Se il M5S si modera sull’Europa, il leader forzista attacca le leggi sul lavoro, ma senza voler tornare al passato. I leader si posizionano, con qualche colpo di scena

Manca ormai solo un paio di mesi alle elezioni politiche e i principali leader di partito cominciano a sfoderare il loro arsenale di proposte, spesso inerenti le questioni economiche che affliggono il paese. Certamente spicca la posizione sull’euro espressa in queste ultime ore dal candidato premier del Movimento 5 Stelle, Luigi Di Maio, che correggendo il tiro dopo anni di critiche feroci alla moneta unica europea, afferma ora: “Non credo sia il momento di uscirne, anche perché l’asse franco-tedesco non è più così forte. Il referendum sull’euro è un’extrema ratio che spero non ci sia”. Resta però fermo nel condannare i parametri imposto dall’Unione Europea del 3% sul rapporto debito/Pil, secondo M5S da sforare perché “occorre fare investimenti”.

L’almeno parziale ripensamento di Di Maio sull’UE e la moneta unica potrebbe essere dovuto all’osservazione della difficoltosa esperienza britannica della Brexit, che nel caso di un’uscita dell’Italia dall’euro sarebbe ancora più complicata. Oppure alla necessità di tranquillizzare gran parte dell’elettorato, timoroso che i Cinque Stelle siano destabilizzanti. Del resto, pure sul reddito di cittadinanza, da sempre uno dei cavalli di battaglia del movimento fondato da Beppe Grillo, Di Maio allenta i toni, definendolo ora “temporaneo” per togliere migliaia di famiglie dalla povertà.

Nel frattempo, il leader di Forza Italia Silvio Berlusconi si scaglia invece contro il Jobs Act governativo, sostenendo che si è rivelato “fallimentare” e spiegando: “Lo abolisco perchè è stata solo un’iniezione per i contratti provvisori.
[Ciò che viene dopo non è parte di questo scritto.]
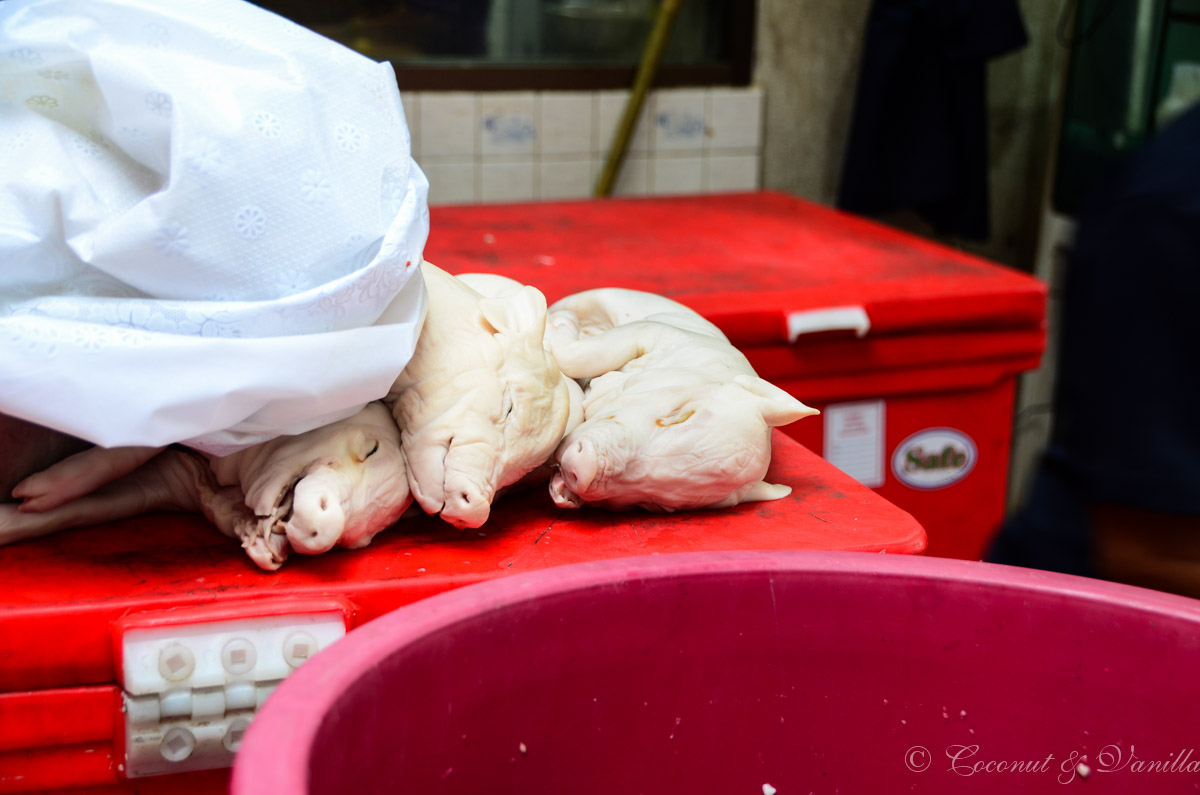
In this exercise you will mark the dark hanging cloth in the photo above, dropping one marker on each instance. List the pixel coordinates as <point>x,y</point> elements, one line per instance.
<point>919,135</point>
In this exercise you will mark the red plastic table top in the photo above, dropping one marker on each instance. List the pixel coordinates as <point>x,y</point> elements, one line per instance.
<point>63,592</point>
<point>744,261</point>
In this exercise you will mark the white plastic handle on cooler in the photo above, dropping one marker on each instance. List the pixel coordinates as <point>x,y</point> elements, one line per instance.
<point>831,318</point>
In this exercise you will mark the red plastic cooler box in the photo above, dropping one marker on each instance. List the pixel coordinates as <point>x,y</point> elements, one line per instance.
<point>910,350</point>
<point>749,673</point>
<point>137,650</point>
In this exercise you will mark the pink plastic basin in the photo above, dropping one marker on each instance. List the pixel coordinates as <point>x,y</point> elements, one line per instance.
<point>753,673</point>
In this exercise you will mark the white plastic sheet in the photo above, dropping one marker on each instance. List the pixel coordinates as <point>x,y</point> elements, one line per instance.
<point>210,222</point>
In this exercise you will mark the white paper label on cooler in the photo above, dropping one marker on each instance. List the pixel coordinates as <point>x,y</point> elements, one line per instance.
<point>934,458</point>
<point>853,440</point>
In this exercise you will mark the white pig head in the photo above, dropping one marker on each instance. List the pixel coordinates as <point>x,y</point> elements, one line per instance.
<point>483,402</point>
<point>335,485</point>
<point>672,444</point>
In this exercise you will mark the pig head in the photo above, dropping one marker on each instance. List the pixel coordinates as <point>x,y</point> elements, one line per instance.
<point>335,485</point>
<point>481,404</point>
<point>675,417</point>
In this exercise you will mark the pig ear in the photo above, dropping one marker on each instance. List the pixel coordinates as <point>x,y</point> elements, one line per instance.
<point>522,312</point>
<point>777,406</point>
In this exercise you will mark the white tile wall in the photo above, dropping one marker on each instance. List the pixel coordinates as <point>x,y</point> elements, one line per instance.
<point>507,124</point>
<point>449,125</point>
<point>515,147</point>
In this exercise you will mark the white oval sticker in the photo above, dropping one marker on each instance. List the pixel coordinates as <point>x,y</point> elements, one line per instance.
<point>934,458</point>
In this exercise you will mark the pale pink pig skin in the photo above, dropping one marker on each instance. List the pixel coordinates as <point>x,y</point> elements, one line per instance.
<point>340,484</point>
<point>675,418</point>
<point>481,404</point>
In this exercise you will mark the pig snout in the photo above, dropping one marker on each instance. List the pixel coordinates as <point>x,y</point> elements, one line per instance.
<point>466,504</point>
<point>579,465</point>
<point>317,516</point>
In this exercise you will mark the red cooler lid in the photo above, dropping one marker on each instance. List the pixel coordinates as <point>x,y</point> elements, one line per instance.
<point>762,266</point>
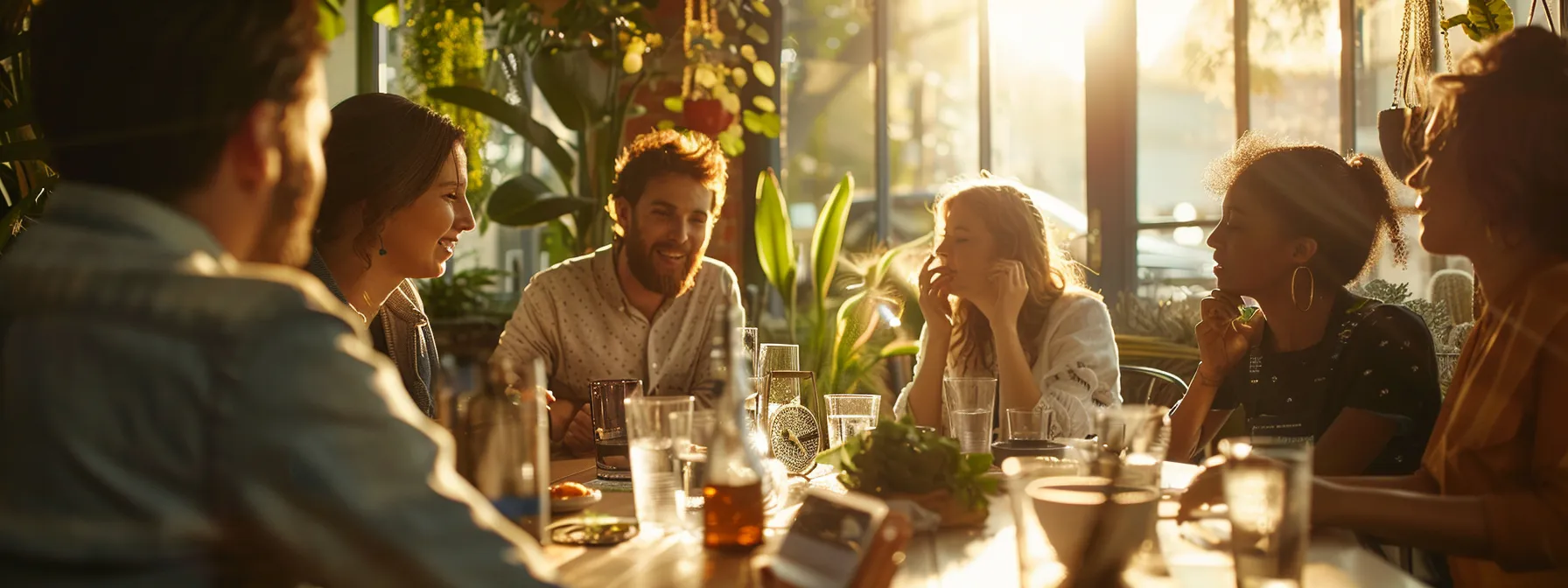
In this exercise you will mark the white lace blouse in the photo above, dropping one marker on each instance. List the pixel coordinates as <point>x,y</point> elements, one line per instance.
<point>1074,370</point>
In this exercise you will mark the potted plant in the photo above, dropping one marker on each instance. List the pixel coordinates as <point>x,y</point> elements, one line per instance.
<point>845,334</point>
<point>902,461</point>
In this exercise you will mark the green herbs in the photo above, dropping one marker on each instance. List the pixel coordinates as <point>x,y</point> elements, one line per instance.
<point>899,458</point>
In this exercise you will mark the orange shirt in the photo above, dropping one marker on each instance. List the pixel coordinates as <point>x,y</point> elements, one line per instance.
<point>1504,437</point>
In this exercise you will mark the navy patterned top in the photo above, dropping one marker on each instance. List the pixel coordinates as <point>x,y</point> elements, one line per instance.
<point>1374,356</point>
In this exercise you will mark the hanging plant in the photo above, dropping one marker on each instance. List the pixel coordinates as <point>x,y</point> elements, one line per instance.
<point>444,46</point>
<point>717,71</point>
<point>1482,19</point>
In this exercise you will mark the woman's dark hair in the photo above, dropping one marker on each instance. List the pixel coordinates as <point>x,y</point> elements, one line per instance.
<point>1346,206</point>
<point>144,94</point>
<point>383,152</point>
<point>1508,99</point>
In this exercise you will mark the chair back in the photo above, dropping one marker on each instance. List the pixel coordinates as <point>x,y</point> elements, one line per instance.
<point>1150,386</point>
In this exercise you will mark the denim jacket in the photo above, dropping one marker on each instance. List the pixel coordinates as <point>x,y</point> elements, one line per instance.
<point>174,417</point>
<point>402,332</point>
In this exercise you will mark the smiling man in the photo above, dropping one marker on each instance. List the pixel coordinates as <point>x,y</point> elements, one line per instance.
<point>640,308</point>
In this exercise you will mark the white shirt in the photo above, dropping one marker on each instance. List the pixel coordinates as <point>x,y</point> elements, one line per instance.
<point>1074,370</point>
<point>576,317</point>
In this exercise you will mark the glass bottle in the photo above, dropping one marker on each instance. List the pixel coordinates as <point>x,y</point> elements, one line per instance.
<point>732,518</point>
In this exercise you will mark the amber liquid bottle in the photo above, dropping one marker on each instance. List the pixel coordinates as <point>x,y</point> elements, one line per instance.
<point>732,491</point>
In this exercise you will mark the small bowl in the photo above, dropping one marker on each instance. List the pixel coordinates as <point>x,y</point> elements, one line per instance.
<point>576,504</point>
<point>1026,449</point>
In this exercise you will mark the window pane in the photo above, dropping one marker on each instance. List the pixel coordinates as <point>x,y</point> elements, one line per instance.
<point>829,105</point>
<point>934,121</point>
<point>1186,104</point>
<point>1037,91</point>
<point>1294,53</point>
<point>1175,259</point>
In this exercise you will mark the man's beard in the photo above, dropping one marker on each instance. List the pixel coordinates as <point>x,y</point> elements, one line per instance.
<point>286,234</point>
<point>640,259</point>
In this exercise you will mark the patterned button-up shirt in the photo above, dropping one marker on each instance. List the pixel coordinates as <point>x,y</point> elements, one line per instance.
<point>576,317</point>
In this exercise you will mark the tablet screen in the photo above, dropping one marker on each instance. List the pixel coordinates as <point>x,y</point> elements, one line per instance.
<point>830,540</point>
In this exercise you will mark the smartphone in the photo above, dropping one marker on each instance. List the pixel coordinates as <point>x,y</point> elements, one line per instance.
<point>830,538</point>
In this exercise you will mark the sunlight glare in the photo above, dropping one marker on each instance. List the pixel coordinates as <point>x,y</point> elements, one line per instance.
<point>1053,32</point>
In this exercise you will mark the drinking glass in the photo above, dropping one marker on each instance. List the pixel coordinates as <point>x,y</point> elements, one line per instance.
<point>607,408</point>
<point>970,403</point>
<point>692,431</point>
<point>1267,491</point>
<point>849,414</point>
<point>748,339</point>
<point>1027,424</point>
<point>655,472</point>
<point>781,358</point>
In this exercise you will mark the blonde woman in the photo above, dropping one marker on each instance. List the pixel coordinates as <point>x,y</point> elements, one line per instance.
<point>999,301</point>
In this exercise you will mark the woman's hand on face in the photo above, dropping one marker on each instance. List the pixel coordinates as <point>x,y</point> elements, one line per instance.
<point>1010,287</point>
<point>934,297</point>
<point>1223,336</point>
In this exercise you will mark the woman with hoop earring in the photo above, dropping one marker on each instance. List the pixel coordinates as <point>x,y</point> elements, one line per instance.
<point>1312,361</point>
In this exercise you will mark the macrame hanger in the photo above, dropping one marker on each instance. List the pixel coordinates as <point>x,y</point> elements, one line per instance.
<point>1550,21</point>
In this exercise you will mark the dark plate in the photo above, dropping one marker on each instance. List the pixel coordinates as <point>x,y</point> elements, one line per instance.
<point>1025,449</point>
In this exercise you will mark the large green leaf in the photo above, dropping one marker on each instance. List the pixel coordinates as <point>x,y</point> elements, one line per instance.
<point>829,239</point>
<point>775,243</point>
<point>330,19</point>
<point>516,116</point>
<point>388,13</point>
<point>552,74</point>
<point>526,201</point>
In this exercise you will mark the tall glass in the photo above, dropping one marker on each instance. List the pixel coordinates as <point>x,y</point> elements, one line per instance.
<point>1267,491</point>
<point>781,358</point>
<point>607,408</point>
<point>655,472</point>
<point>970,403</point>
<point>1027,424</point>
<point>849,414</point>
<point>692,433</point>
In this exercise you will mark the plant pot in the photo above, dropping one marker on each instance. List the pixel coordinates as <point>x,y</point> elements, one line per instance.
<point>1399,134</point>
<point>952,512</point>
<point>706,116</point>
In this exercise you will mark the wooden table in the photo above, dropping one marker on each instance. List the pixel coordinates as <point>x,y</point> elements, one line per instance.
<point>944,558</point>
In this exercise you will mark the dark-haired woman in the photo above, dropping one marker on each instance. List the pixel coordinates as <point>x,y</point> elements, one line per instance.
<point>394,207</point>
<point>1350,375</point>
<point>1493,486</point>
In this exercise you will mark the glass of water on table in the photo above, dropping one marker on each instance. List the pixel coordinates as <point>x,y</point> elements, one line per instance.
<point>970,405</point>
<point>655,471</point>
<point>692,433</point>
<point>849,414</point>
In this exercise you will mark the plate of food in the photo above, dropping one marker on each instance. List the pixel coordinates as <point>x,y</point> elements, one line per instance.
<point>570,496</point>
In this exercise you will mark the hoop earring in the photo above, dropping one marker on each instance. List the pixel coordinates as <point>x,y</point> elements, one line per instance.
<point>1312,286</point>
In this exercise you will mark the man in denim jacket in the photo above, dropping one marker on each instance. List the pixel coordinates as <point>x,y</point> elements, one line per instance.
<point>178,405</point>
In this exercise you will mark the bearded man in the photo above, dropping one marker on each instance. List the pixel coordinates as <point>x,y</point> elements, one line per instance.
<point>640,308</point>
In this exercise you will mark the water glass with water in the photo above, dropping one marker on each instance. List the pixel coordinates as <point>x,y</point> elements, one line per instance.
<point>970,403</point>
<point>1267,491</point>
<point>692,433</point>
<point>655,471</point>
<point>1027,424</point>
<point>849,414</point>
<point>780,358</point>
<point>607,408</point>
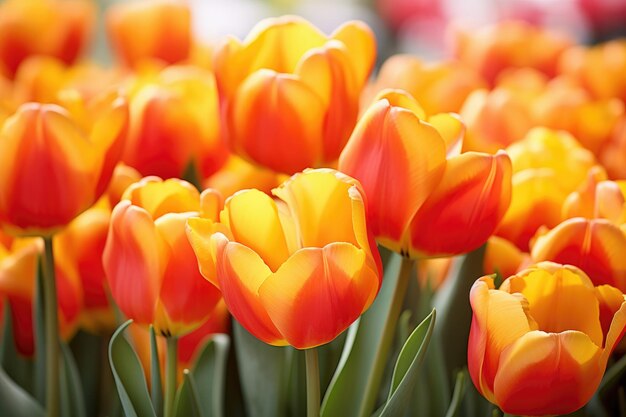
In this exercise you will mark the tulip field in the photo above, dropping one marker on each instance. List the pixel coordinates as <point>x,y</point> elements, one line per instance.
<point>302,222</point>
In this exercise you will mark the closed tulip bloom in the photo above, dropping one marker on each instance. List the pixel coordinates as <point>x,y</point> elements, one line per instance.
<point>298,270</point>
<point>175,121</point>
<point>150,266</point>
<point>422,202</point>
<point>291,93</point>
<point>149,29</point>
<point>67,25</point>
<point>529,351</point>
<point>54,165</point>
<point>17,283</point>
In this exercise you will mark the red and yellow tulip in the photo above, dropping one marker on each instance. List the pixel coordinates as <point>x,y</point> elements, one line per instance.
<point>423,202</point>
<point>291,93</point>
<point>529,351</point>
<point>150,266</point>
<point>298,270</point>
<point>56,162</point>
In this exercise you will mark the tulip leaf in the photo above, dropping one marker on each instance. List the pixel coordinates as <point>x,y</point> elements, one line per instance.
<point>73,399</point>
<point>156,386</point>
<point>129,376</point>
<point>187,402</point>
<point>454,310</point>
<point>16,402</point>
<point>352,391</point>
<point>407,367</point>
<point>264,374</point>
<point>208,374</point>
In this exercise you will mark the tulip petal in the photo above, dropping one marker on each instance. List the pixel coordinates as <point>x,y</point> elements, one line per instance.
<point>399,160</point>
<point>240,274</point>
<point>595,246</point>
<point>465,208</point>
<point>276,120</point>
<point>548,374</point>
<point>499,319</point>
<point>551,295</point>
<point>253,220</point>
<point>317,293</point>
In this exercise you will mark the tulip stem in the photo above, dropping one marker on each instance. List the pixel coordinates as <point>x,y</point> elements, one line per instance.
<point>312,383</point>
<point>52,330</point>
<point>170,375</point>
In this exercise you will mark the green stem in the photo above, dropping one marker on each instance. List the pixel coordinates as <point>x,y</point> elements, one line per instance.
<point>171,362</point>
<point>312,383</point>
<point>52,330</point>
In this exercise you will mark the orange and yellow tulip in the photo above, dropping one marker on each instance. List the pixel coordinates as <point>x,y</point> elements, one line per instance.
<point>55,164</point>
<point>150,29</point>
<point>290,272</point>
<point>150,266</point>
<point>542,180</point>
<point>67,26</point>
<point>439,87</point>
<point>17,284</point>
<point>290,93</point>
<point>175,121</point>
<point>422,202</point>
<point>529,351</point>
<point>510,44</point>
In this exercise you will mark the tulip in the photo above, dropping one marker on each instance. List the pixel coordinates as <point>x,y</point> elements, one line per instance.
<point>175,122</point>
<point>290,272</point>
<point>149,264</point>
<point>17,283</point>
<point>67,25</point>
<point>530,352</point>
<point>156,29</point>
<point>54,165</point>
<point>423,203</point>
<point>291,93</point>
<point>510,44</point>
<point>542,180</point>
<point>438,87</point>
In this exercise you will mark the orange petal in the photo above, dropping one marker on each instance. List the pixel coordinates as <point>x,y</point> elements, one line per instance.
<point>240,273</point>
<point>595,246</point>
<point>276,120</point>
<point>465,208</point>
<point>398,158</point>
<point>318,293</point>
<point>548,374</point>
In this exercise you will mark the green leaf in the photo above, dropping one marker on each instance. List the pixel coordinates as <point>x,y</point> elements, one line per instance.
<point>73,400</point>
<point>406,370</point>
<point>264,374</point>
<point>457,396</point>
<point>365,352</point>
<point>156,386</point>
<point>186,403</point>
<point>14,401</point>
<point>208,374</point>
<point>129,377</point>
<point>454,311</point>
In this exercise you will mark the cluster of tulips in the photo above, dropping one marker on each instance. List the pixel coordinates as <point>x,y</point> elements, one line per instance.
<point>290,234</point>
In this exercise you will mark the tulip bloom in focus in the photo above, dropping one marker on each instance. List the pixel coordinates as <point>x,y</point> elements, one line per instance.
<point>17,283</point>
<point>530,352</point>
<point>66,24</point>
<point>422,202</point>
<point>151,268</point>
<point>155,29</point>
<point>291,93</point>
<point>54,164</point>
<point>175,121</point>
<point>298,270</point>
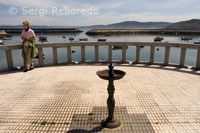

Su dieci contratti otto sono stati temporanei. Si tratta di lavoro a termine. Il Jobs Act a gennaio finirà e si esaurirà la sua azione”. Si era pensato che Forza Italia intendesse ritornare al passato, ma nelle ore successive, stamattina, le parole di Berlusconi sono state meglio precisate da una nota diffusa dalla segreteria del suo partito: “Le parole del presidente Berlusconi sono state fraintese. Quando saremo al governo non torneremo naturalmente al regime precedente, ma introdurremo strumenti più efficaci del Jobs Act per correggerne gli effetti distorsivi e incentivare le imprese a creare lavoro stabile”.

Berlusconi propone inoltre una riforma del sistema fiscale basata su una flat tax con aliquote ridotte a quelle minori previste oggi. Tradendo l’evidente emulazione del presidente americano Trump, afferma: “Pagare meno, pagare tutti. Si tratta di un sistema di grande semplicità con aliquote che non saranno superiori a quelle minori che ci sono oggi. È un sistema che ha portato molti vantaggi dove è stato realizzato. Negli Stati Uniti ha fatto aumentare le entrate e ha abbattuto l’evasione fiscale”. Più cauto, il fondatore di Forza Italia, si è invece espresso sulla questione delle pensioni e della legge Fornero, di cui intenderebbe modificare solo alcune parti: “Fornero ha ragione quando dice che non si può abolire tutta la legge, noi infatti intendiamo cancellare i provvedimenti iniqui del provvedimento. L’innalzamento dell’età pensionistica ha un senso ma non credo che sia giusto farlo da subito”.

Dal canto suo, il segretario del Partito Democratico Matteo Renzi reagisce così alla bordata contro il Jobs Act: “Sarà contento il nordest, il mondo produttivo, vorrei vedere che ne pensano gli imprenditori di tornare al mondo del lavoro del passato”. Esclude possibili “inciuci” fra il PD e Forza Italia e sul lato economico riconosce che “bisogna mettere più soldi in tasca alle famiglie”. Per Renzi “si possono ridurre le aliquote Irpef, ma se cinque sono tante, una sola è poca”, e ammette che sia necessario “aumentare la flessibilità in uscita dal lavoro” per favorire i pensionati.
Le schermaglie di questi giorni sono però solo l’inizio di una campagna elettorale che si preannuncia combattuta come poche altre nella storia dell’Italia repubblicana.